Un homme (George Méliès) se couche pour ce qui aurait pu être une bonne nuit, mais... il va devoir affronter une énorme araignée qui fait l'assaut de son lit.
Méliès avait vu dans le Cinématographe des frères Lumière bien plus que ce qu'ils en avaient fait, et pour cause: eux étaient marchands de pellicule, lui était un artiste. Graphiste, homme de théâtre, prestidigitateur, il concevait naturellement le cinéma selon des codes visuels, et comme devant passer par une narration. Là où les opérateurs de chez Lumière tentaient de capter la vie, George Méliès lui créait de toutes pièces des univers...

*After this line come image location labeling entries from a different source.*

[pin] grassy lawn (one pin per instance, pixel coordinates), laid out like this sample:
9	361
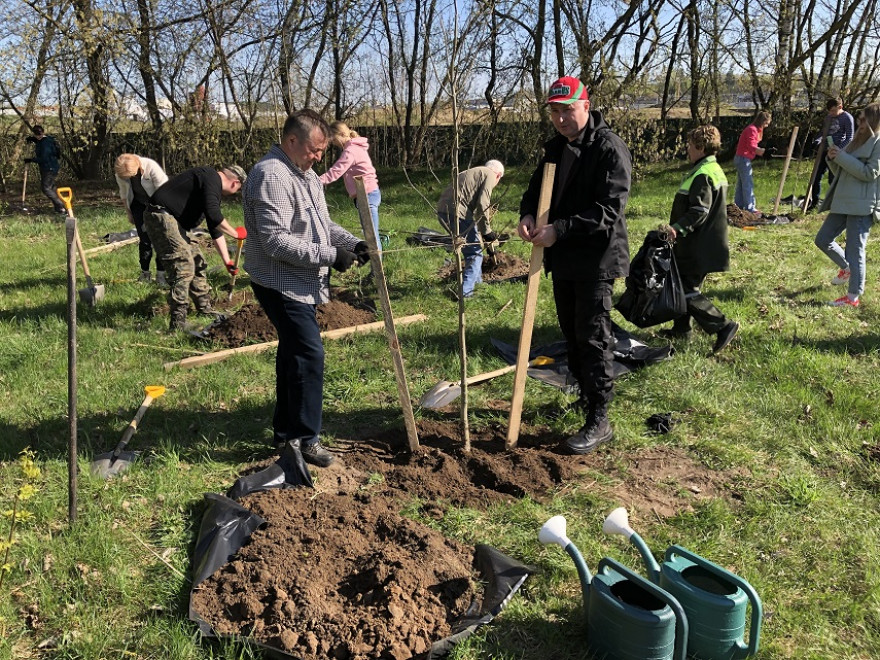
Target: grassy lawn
787	418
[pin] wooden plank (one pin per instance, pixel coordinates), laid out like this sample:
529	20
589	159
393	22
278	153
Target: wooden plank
525	337
785	169
113	246
218	356
385	301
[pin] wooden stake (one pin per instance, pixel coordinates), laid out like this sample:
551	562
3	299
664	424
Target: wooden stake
785	169
390	332
219	356
525	336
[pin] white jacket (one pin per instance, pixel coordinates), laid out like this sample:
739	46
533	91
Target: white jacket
153	176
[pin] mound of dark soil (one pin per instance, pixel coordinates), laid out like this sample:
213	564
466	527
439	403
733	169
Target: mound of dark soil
250	324
339	573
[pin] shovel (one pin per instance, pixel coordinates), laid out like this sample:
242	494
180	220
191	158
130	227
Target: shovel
444	392
112	463
235	262
92	293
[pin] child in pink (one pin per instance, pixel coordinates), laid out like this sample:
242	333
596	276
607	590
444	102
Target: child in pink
354	161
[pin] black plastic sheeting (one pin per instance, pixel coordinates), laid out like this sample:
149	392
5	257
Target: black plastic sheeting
629	354
226	526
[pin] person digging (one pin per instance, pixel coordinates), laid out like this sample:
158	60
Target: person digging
699	228
178	207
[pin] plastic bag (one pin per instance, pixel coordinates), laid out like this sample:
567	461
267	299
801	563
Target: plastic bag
653	292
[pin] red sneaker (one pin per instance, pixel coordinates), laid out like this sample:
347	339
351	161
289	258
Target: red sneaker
843	301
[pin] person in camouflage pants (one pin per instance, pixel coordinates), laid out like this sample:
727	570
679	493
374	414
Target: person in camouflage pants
178	207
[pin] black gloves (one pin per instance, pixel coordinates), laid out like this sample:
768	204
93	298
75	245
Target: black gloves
362	250
344	259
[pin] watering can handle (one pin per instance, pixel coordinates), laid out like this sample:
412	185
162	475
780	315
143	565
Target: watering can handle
681	625
757	609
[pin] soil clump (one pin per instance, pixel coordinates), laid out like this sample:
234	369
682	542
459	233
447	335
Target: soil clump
338	572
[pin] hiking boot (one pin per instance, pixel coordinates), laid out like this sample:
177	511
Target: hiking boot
725	336
317	455
845	301
592	434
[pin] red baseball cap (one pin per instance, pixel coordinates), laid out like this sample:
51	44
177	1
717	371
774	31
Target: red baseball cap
567	90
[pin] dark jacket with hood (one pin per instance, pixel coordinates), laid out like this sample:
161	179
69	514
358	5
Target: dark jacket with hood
699	217
587	209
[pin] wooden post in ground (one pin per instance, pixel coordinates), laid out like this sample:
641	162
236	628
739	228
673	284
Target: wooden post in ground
525	335
791	143
390	332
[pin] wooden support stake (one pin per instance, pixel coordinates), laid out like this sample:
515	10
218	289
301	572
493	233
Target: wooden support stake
525	336
390	332
113	246
785	169
219	356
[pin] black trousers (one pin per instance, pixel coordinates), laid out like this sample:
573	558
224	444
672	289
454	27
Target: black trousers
145	246
584	313
700	308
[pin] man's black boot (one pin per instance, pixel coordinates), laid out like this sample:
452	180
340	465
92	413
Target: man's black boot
593	433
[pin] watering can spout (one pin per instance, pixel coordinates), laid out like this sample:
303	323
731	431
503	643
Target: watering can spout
554	531
617	522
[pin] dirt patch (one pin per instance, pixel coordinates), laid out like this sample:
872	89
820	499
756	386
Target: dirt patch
339	573
507	267
251	325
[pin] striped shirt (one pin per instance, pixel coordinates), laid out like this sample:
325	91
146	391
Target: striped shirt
291	239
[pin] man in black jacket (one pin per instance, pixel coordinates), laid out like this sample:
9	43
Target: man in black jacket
586	244
699	223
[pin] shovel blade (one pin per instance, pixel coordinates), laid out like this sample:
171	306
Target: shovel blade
441	395
106	466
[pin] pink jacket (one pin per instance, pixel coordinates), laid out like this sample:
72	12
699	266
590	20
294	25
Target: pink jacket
748	141
354	161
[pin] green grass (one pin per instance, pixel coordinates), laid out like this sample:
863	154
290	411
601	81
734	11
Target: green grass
784	415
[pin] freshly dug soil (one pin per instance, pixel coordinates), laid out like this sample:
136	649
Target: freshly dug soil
250	325
339	573
508	267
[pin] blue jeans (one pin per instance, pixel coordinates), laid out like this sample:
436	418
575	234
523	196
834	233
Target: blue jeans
299	367
744	196
472	252
373	200
857	228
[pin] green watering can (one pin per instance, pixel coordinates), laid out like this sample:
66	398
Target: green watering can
715	599
628	618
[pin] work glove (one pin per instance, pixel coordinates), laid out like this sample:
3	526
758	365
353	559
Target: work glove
362	250
344	259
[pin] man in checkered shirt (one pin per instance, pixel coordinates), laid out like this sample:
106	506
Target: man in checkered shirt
292	245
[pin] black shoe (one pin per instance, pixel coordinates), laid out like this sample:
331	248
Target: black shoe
674	334
591	435
317	455
725	336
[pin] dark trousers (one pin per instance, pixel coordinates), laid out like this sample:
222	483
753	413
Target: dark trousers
299	366
700	308
145	246
47	185
817	182
584	313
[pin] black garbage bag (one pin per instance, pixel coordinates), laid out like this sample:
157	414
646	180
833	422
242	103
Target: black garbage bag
653	292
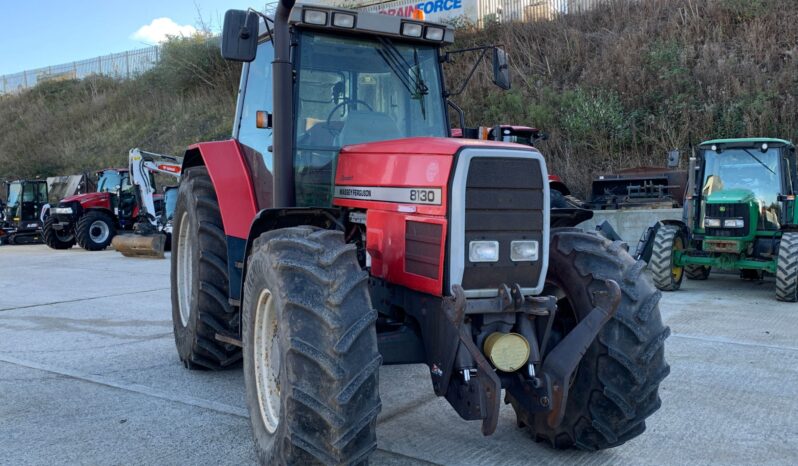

Ce film des premiers temps (dans le catalogue il porte le numéro 15) est un exemple assez court mais indicatif du style Méliès: un décor, une situation, des artifices en carton (l'araignée, probablement dessinée de la main du maître), une composition en fonction d'un proscenium, et un jeu d'acteur aussi exagéré que possible: dans ses activités au théâtre Robert Houdin dont il était le directeur, Méliès avait remarqué qu'il fallait sur-jouer pour toucher tout le public, et avait instinctivement déduit qu'au cinéma, il le fallait deux fois plus afin de pallier à la distance accrue par l'absence de son.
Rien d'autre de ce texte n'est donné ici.